Division Bench after taking note of the said contention as well as to the fact that the petitioner has submitted memorandum of understanding during

the pendency of the Civil Misc. Writ Petition No. 5000 of 1998 permitted the Greater Noida authorities to re-examine the issue on the plea of

discrimination only.

11. The Chief Executive Officer vide order impugned dated 22nd September 2011 has specifically recorded that no memorandum of

understanding was ever executed between the petitioner and the Greater Noida authorities for the various reasons which have been discussed here

in above by us. In absence of any memorandum no benefit can be claimed by the petitioner.

12. The petitioner has chosen to file this 6th writ petition challenging the order dated 22.9.2011 passed by the Greater Noida authorities. It is

submitted that non-execution of memorandum of understanding if any in the fact of the case was because of the fault of the Greater Noida

authorities, the petitioner cannot be penalized.

13. In our opinion, the contention advanced by the learned counsel for the applicant has no substance. We have already dealt in detail the

correspondence made between the petitioner and the Greater Noida authorities in the matter of submission of document pertaining to

memorandum of understanding till 27.7.1996 when the policy was withdrawn. In Civil Misc.

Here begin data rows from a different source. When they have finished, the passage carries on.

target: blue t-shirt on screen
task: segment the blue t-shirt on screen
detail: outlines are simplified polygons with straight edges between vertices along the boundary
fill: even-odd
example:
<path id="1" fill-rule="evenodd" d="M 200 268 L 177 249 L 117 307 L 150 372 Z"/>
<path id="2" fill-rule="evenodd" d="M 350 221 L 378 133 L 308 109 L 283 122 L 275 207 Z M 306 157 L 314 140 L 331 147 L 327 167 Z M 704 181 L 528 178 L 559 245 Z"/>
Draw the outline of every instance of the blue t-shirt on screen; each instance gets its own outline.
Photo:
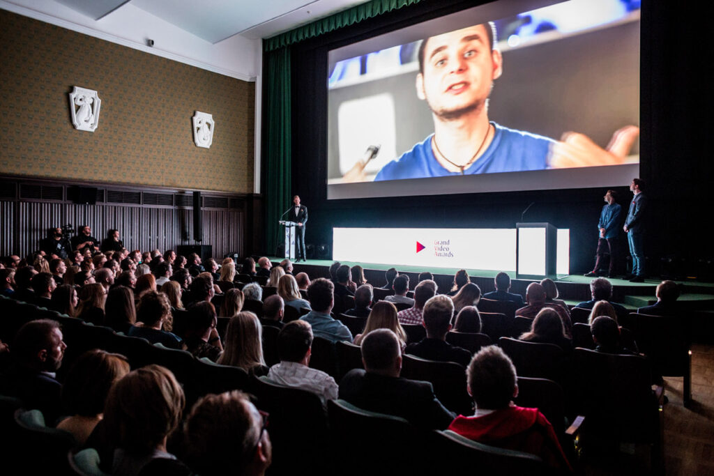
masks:
<path id="1" fill-rule="evenodd" d="M 464 171 L 466 175 L 522 172 L 548 168 L 548 153 L 555 141 L 543 136 L 509 129 L 491 122 L 496 130 L 493 140 L 483 154 Z M 423 178 L 461 175 L 441 166 L 431 150 L 431 134 L 401 157 L 382 167 L 374 181 Z"/>

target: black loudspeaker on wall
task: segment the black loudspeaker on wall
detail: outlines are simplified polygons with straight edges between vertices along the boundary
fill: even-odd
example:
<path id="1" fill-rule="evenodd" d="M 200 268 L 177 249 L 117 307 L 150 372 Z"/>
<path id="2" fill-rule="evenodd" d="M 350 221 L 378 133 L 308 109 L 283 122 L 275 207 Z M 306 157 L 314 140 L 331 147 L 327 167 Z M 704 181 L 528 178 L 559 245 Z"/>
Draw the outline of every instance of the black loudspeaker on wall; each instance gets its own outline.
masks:
<path id="1" fill-rule="evenodd" d="M 201 213 L 201 192 L 193 192 L 193 239 L 203 240 L 203 213 Z"/>

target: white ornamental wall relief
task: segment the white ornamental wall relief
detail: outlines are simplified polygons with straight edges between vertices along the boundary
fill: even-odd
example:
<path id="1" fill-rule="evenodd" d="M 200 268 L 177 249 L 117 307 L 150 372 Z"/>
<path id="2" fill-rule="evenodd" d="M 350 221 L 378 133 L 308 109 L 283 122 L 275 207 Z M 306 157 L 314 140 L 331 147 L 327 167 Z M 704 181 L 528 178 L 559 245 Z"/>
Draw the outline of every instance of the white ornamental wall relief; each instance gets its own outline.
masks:
<path id="1" fill-rule="evenodd" d="M 93 89 L 74 86 L 69 93 L 69 111 L 72 124 L 79 131 L 94 132 L 99 125 L 99 107 L 101 99 Z"/>
<path id="2" fill-rule="evenodd" d="M 213 116 L 208 113 L 196 111 L 192 118 L 193 121 L 193 142 L 198 147 L 211 147 L 213 141 L 213 128 L 216 123 Z"/>

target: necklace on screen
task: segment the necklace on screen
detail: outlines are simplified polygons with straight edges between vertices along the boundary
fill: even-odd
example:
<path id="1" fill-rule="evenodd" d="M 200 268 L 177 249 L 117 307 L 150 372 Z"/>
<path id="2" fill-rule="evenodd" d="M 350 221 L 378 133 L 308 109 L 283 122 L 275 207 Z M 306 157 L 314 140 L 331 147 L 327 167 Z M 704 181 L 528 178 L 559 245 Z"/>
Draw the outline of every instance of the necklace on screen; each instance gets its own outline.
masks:
<path id="1" fill-rule="evenodd" d="M 456 167 L 457 168 L 458 168 L 460 171 L 461 171 L 461 175 L 464 175 L 463 171 L 465 170 L 466 170 L 467 168 L 468 168 L 471 166 L 471 164 L 473 163 L 476 161 L 476 158 L 478 157 L 479 153 L 481 153 L 481 149 L 483 148 L 483 145 L 486 143 L 486 139 L 488 138 L 488 134 L 491 133 L 491 123 L 488 123 L 488 128 L 486 129 L 486 135 L 483 136 L 483 140 L 481 141 L 481 145 L 478 146 L 478 148 L 476 149 L 476 151 L 471 156 L 471 158 L 468 161 L 468 162 L 466 162 L 463 166 L 460 166 L 458 163 L 454 163 L 451 161 L 448 160 L 446 158 L 446 156 L 445 156 L 441 152 L 441 151 L 439 150 L 439 145 L 438 143 L 436 143 L 436 136 L 431 140 L 433 141 L 434 148 L 436 149 L 436 151 L 439 153 L 439 156 L 441 157 L 441 158 L 443 158 L 445 161 L 446 161 L 447 162 L 448 162 L 449 163 L 451 163 L 454 167 Z"/>

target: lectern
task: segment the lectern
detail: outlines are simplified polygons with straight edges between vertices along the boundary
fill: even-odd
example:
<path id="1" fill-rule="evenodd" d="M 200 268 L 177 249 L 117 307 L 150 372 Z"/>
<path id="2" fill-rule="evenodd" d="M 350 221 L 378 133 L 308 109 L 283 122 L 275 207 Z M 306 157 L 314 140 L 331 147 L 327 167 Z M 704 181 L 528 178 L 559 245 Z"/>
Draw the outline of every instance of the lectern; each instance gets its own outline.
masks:
<path id="1" fill-rule="evenodd" d="M 281 220 L 281 225 L 285 227 L 285 258 L 291 260 L 295 259 L 295 227 L 297 223 L 294 221 Z"/>

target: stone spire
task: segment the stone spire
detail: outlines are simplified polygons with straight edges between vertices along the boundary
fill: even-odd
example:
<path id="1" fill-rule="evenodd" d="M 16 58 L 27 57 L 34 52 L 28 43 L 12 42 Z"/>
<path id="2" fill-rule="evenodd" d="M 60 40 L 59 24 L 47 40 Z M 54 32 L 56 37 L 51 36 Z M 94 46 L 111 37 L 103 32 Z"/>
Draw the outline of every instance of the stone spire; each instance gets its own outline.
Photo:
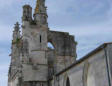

Writ Petition No. 5000 of 1998 one of the prayer

made by the petitioner was for execution of memorandum of understanding in his favour which relief has not been granted therefore, the relief is

deemed to have been rejected.

14. In the totality of the facts and circumstances of the case, we see no cogent and justifiable reason to interfere with the order refusing to grant

benefit to the petitioner in the absence of memorandum of understanding having been executed prior to the policy decision of the Greater Noida

authorities withdrawing the policy vide resolution dated 27.7.1990. The learned counsel for the petitioner failed to point out any discrimination vis-

a-vis any other co-operative societies with which no Memorandum of Understanding was executed for the allotment of the developed plots by the

Greater Noida authorities out of the total land acquired.

15. Sri M.D. Singh ''Shekhar'' learned Senior Advocate submits that till date no award has been made in respect of the acquired land nor any

compensation has been paid to the petitioner''s land owners. On behalf of the respondents, it is submitted that award in respect of the acquired

land has already been made long back. If the petitioner approaches before the Special Land Acquisition Officer, his grievance shall also be

considered like other tenure holders who have been paid compensation after preparation of the award.

16. It is provided that it shall be open for the petitioner to agitate his claim in the matter of payment of compensation before the concerned

authority who shall consider and decide the same in accordance with law at the earliest possible. This Court is not expressing any opinion on the

right of the petitioner in the matter of payment of compensation.

17. Writ petition is dismissed subject to the observations made.